Tuesday, 27 August 2013
It's been a morning of different ruminations... For the past few days, this feeling has been with me, that same shaky, vulnerable feeling and the doors are slamming shut. I've felt it easier not to share again, just grow quiet. I'm wondering whether that is a self protection measure or whether I do grow quiet in order to know the feeling better. To sit with the pain of it, to close and to open to myself. I have grown from where I was, because in as much as I still find myself in avoidant behaviors at times, I do not feel that same need to pick up the stick and minimize it all as- 'you're just over-sensitive.'
I am sensitive to things. And that's okay. Wrong or right, it exists. It's an older part of me that needs healing. It's an experience. It's me.
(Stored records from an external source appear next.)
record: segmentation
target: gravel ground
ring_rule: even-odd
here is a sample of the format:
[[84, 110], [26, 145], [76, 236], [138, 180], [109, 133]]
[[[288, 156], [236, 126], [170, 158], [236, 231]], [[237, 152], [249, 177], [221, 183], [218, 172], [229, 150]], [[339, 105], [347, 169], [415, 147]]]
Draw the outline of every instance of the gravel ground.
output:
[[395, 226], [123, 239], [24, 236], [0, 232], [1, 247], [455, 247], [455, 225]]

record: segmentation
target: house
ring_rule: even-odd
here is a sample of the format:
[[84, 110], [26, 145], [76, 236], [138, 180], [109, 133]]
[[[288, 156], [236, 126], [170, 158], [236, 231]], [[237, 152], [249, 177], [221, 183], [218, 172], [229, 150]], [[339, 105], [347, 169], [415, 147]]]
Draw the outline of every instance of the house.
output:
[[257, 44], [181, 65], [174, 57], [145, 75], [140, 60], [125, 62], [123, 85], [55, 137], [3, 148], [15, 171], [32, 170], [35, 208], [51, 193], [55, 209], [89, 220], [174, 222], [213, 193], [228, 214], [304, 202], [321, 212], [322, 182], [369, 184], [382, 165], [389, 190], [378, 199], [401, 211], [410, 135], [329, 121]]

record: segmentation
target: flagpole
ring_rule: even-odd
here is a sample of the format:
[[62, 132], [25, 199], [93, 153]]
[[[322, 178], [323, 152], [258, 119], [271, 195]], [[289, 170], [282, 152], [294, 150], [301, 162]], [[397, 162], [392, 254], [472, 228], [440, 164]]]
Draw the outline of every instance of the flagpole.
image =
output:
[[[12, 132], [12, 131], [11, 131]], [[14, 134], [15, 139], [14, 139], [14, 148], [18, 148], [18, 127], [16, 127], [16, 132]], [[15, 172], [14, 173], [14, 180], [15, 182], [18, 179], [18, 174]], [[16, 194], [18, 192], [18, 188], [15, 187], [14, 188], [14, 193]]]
Self soothing is something that's always been rather unconscious. I've never been awake to the feeling because I've never learnt it, at least not on the surface. The fact is, that I'm only aware now to really self care because I know now- I'm worthy of it. There's still that old part of me that calls even louder now because finally, I'm being heard, by myself.
The worst thing I've done to myself is seek and ask permission to be who I am. And now I know,
I've never needed it. I've started late, but what I need to know, and feel, is to be able to be authentic and autonomous and be okay with it. Casting out the old voices, and know that I've never known- been a stranger to myself. It seems like work for many hands, so to speak, but being gentle with the process and taking it all a step at a time... That's where I'll feel less like I'm curled up again. Because it's okay. That I feel what I feel. It's okay that I don't have answers or understand it, that will come in time. It's okay I haven't quite accepted where I am. I'm not finished yet. It's okay. I'm brand new.
And it's okay that right now I'm not okay. I will be, with time, with nurture and at my own hand.